Duke was a moody fellow, who even drew down a chorus of boos upon himself at Ebbets Field during the 1955 season when he was deep in a batting slump. He reacted angrily to those “Flatbush Faithful” by saying they did not deserve a World Series and that they were the worst baseball fans in the world.
This did not sit well in Brooklyn. But all was eventually forgiven as Snider snapped out of his hitting woes and continued on as leader of a strong team that included Jackie Robinson, Gil Hodges, Pee Wee Reese, Roy Campanella and Carl Furillo.
The Duke had a big advantage in this lineup of excellent hitters because all of his heavy-hitting teammates were right-handed batters.

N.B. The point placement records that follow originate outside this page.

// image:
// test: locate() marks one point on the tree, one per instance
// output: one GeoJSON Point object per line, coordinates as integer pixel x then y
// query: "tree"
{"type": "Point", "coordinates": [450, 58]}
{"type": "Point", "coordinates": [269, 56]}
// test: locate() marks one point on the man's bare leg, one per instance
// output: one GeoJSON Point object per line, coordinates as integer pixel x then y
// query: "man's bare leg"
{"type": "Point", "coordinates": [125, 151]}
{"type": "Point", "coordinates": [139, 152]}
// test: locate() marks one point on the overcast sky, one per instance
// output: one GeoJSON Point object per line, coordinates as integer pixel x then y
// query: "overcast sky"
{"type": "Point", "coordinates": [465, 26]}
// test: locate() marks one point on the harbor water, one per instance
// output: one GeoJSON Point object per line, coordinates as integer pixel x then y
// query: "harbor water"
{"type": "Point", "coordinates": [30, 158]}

Therefore, Snider was fortunate to face right-handed pitching much more often than the average left-handed slugger might expect to see.
The period from 1949 through 1957 has been labeled New York City’s “Golden Age of Baseball.” At least one of the three great MLB teams in the Big Apple at that time was in each World Series during those nine years, and two of the teams met in six of those World Series.
The Dodgers and Yanks met five times in those years: 1949, 1952, 1953, 1955 and 1956. The Giants and Yanks met in the 1951 World Series. The Yanks won five of those World Series and lost the 1955 WS when Duke led the Dodgers to victory.
It was a wonderful time to be a baseball fan in the metropolitan New York area. Joe DiMaggio was ending his career as those three other center fielders were just beginning their MLB lives. Casey Stengel was holding forth as a double-talking genius of baseball, managing the Yanks to five consecutive World Series titles, 1949–1953. Leo Durocher, who had played for and managed the Dodgers, was managing the archrival Giants to a wondrous comeback against the Dodgers in 1951, the year of Bobby Thomson’s home run.
Vic Raschi, Whitey Ford, Carl Erskine, Sal Maglie, Don Newcombe, Joe Black, Allie Reynolds, Hoyt Wilhelm, Clem Labine, Johnny Podres and others were the superb pitchers on those teams.
Many of the players on those three teams, including Mickey, Willie and The Duke, are in the Baseball Hall of Fame, where they belong.
It was a wonderful time for The Duke and all of those other members of baseball’s royalty.